Reputation: 10117
I am consuming an XML feed which contains a great deal of whitespace. When I echo out the raw feed, it looks as though the columns of the tabled data are properly formatted with just the white space.
I have tried many regex patterns to remove it, to only allow visible characters, trim, chop, utf-8 encode/decode, nothing is touching it. It's like it is laughing in my face when I echo out a value and see this:
string(17) "72"
Opened the data in Notepad++ with show all characters on, and it simply shows it as spaces. I am at a loss of where to go with this.
I did recieve the following error:
simplexml_load_string(): Entity: line 265: parser error : Input is not proper UTF-8, indicate encoding !
Bytes: 0xB0 0x43 0x20 0x74
Upvotes: 0
Views: 1583
Reputation: 10117
Solution
My very hacky workaround that works:
$raw = file_get_contents('http://stupidwebservice.com/xmldata.asmx/Feed');
$raw = urlencode(utf8_encode($raw));
$raw = str_replace('++','',$raw);
$raw = urldecode($raw);
urlencoding after the utf-8 encoding turned the space into +'s. I simply removed all instances of double ++'s and took it back. Works great.
Upvotes: 0
Reputation: 3189
Try running the data through utf8_encode()
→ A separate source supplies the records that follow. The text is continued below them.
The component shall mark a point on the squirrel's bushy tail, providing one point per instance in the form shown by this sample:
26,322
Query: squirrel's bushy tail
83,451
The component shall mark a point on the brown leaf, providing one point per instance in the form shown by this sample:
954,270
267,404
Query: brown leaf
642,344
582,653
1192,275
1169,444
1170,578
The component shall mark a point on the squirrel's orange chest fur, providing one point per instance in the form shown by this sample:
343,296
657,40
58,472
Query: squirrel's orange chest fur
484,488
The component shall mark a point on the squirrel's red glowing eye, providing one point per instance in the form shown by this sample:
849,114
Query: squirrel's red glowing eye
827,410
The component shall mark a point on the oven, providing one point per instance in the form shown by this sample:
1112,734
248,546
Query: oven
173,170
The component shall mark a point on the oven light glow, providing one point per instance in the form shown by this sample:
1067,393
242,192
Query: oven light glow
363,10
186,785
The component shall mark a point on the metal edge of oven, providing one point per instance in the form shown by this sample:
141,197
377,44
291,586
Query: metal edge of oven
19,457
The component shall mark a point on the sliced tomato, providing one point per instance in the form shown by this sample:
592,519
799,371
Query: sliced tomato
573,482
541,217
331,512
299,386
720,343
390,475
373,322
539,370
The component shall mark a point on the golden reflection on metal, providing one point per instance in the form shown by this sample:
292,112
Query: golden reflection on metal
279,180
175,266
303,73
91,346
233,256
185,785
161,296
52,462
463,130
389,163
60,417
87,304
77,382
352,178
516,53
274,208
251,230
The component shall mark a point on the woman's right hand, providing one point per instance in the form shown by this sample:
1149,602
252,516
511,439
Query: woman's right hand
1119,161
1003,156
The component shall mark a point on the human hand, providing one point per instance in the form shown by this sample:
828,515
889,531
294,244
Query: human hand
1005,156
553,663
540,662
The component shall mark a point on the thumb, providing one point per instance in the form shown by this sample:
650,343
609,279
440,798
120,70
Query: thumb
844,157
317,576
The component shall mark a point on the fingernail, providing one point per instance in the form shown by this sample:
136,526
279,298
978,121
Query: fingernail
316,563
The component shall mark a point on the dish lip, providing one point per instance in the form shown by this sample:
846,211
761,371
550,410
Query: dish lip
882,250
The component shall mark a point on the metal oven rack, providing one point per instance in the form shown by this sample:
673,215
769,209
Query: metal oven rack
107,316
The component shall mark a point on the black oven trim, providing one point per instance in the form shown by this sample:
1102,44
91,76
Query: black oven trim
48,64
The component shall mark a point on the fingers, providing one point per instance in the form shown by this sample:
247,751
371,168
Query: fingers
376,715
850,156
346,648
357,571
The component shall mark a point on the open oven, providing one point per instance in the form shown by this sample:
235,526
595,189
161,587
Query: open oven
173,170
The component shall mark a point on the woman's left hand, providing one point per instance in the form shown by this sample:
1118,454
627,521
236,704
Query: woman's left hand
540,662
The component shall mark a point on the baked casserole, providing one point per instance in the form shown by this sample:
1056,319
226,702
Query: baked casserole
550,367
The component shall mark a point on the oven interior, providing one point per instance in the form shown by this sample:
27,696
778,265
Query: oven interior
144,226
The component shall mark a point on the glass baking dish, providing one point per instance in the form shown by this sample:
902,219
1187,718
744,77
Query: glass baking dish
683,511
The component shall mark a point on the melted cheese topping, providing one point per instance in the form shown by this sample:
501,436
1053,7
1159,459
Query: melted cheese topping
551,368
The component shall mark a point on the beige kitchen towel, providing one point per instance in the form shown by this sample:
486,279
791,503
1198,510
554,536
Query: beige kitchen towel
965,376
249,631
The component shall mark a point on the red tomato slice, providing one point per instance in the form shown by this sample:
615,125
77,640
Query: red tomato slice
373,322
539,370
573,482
- it might seem like a hack, but it seems like the originating data isn't properly setup.
My theory is that you're grabbing it with the wrong encoding, and the proper solution would be to load it differently.
Upvotes: 1
Reputation: 61
I just found this regex (untested)
$xml_data = preg_replace("/>\s+</", "><", $xml_data);
If you are using the xml parser, I think you can use the 'XML_OPTION_SKIP_WHITE' option referenced here: http://php.net/manual/en/function.xml-parser-set-option.php
Upvotes: 1